We have four servers in a cluster with an AG set with Database Health Detection. Three servers are on site1 with the fourth on a separate DR site2. We are testing DR by cutting the link between the two sites.
As expected, when the link is cut, the three servers on site1 stay up and the server on site2 loses quorum and the database goes into recovery mode until the link is re-established.
If I perform a manual failover to site2 before we cut the link, the same thing happens and I have to force the quorum manually to bring the server back up on site2.
This isn't a big deal, but I would prefer it to stay up, so I added an Azure witness to the cluster. However testing has given us unexpected results.
- With an Azure witness, if I shut down the 2 secondary servers on site1 before we cut the link (leaving just one server on each site), then cutting the link initialises an automatic failover to site2. This is great, but I want the other servers to be left up and running.
- If I leave the 3 servers up on site1 up and we cut the link, the server on site2 loses Azure (even though it still has internet) and the server loses quorum. That I don't understand at all.
Wouldn't the server in site2 think that it was the last remaining server and failover to become the primary?
Additionally, I've tried to find out what the exact events are that happen when a failover occurs.
- Does the primary tell the secondary to failover and if so, how does that work if the link is cut?
- Or does the secondary realise that there is no handshake and assume it's now the Primary?
I've tried searching for sources of information. Any help would be greatly appreciated.
Thanks, those links are useful, but don't really answer my questions about why the secondary goes into recovery mode even with the Azure witness, or my additional questions. But I do appreciate the resources.
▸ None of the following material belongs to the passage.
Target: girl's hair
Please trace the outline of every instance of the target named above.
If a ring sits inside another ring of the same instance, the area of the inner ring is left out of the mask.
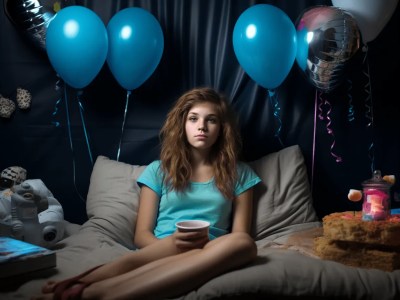
[[[183,191],[188,187],[192,175],[192,163],[185,124],[190,109],[204,102],[216,105],[221,122],[220,134],[210,152],[215,184],[224,197],[233,199],[237,180],[236,164],[242,145],[241,137],[237,120],[225,97],[211,88],[195,88],[186,92],[168,113],[160,132],[160,159],[165,174],[164,181],[176,191]]]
Quorum needs to be more than half the available votes - and since you lose connectivity with Azure you no longer have quorum. The reason you lose access to Azure is most likely due to routing and network - which needs to be allowed from site2.
Hi Jeff,
Thanks for your answer. That would be the case if the quorum was static, but the quorum is dynamic, so the single server and azure witness can maintain quorum, as seen when I shutdown two of the servers on site1 before cutting the link.
Not if you cannot access Azure from Site2 - which appears to be the problem here. Once the link is cut between Site1 and Site2 - Azure is no longer available. You need to have at least 2 quorum votes - and your single server in DR only has 1 vote out of 2 possible - which is not more than 50% so the cluster shuts down.
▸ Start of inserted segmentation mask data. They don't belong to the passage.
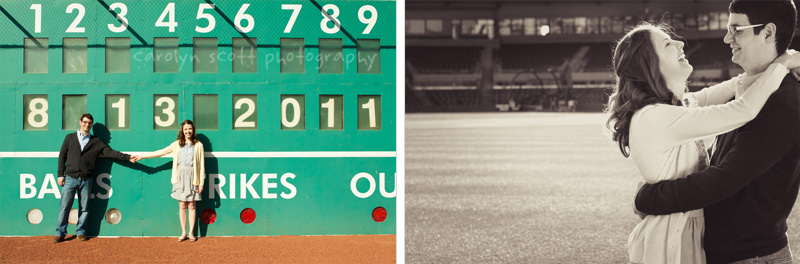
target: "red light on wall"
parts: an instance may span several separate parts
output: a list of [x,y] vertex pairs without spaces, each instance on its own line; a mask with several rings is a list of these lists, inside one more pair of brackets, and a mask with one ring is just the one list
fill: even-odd
[[378,223],[386,220],[386,209],[378,206],[377,208],[375,208],[375,210],[372,210],[372,220],[375,220],[375,222]]
[[214,209],[205,209],[203,213],[200,214],[200,220],[207,225],[213,224],[217,221],[217,212]]
[[242,223],[250,224],[256,220],[256,211],[253,209],[245,208],[242,210],[242,213],[239,214],[239,218],[242,219]]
I understand the principle, but even though FCM showed Azure as offline, the site2 server still had internet access and the Azure portal didn't show any issues, so that part is strange indeed. In theory though, site2 should have failed over and become the primary, right?
Unless you have the AG configured for synchronous mode and automatic failover - then it will not failover automatically. Since that is a DR - I assume it isn't set in synchronous mode and thus cannot be set to automatic failover.
It is configured for synchronous commit with automatic failover to site2.
And back to the beginning...if Site2 does not have access to Azure then you don't have enough votes to make quorum and the cluster will be shut down because it is not healthy.
And since it isn't healthy it cannot be made the primary.
Let's assume that site2 has access to Azure. If the link between the 2 sites is lost, would the site2 server promote itself because it can no longer see site1?
If it site2 becomes a primary, wouldn't I then end up with both sites having a primary server?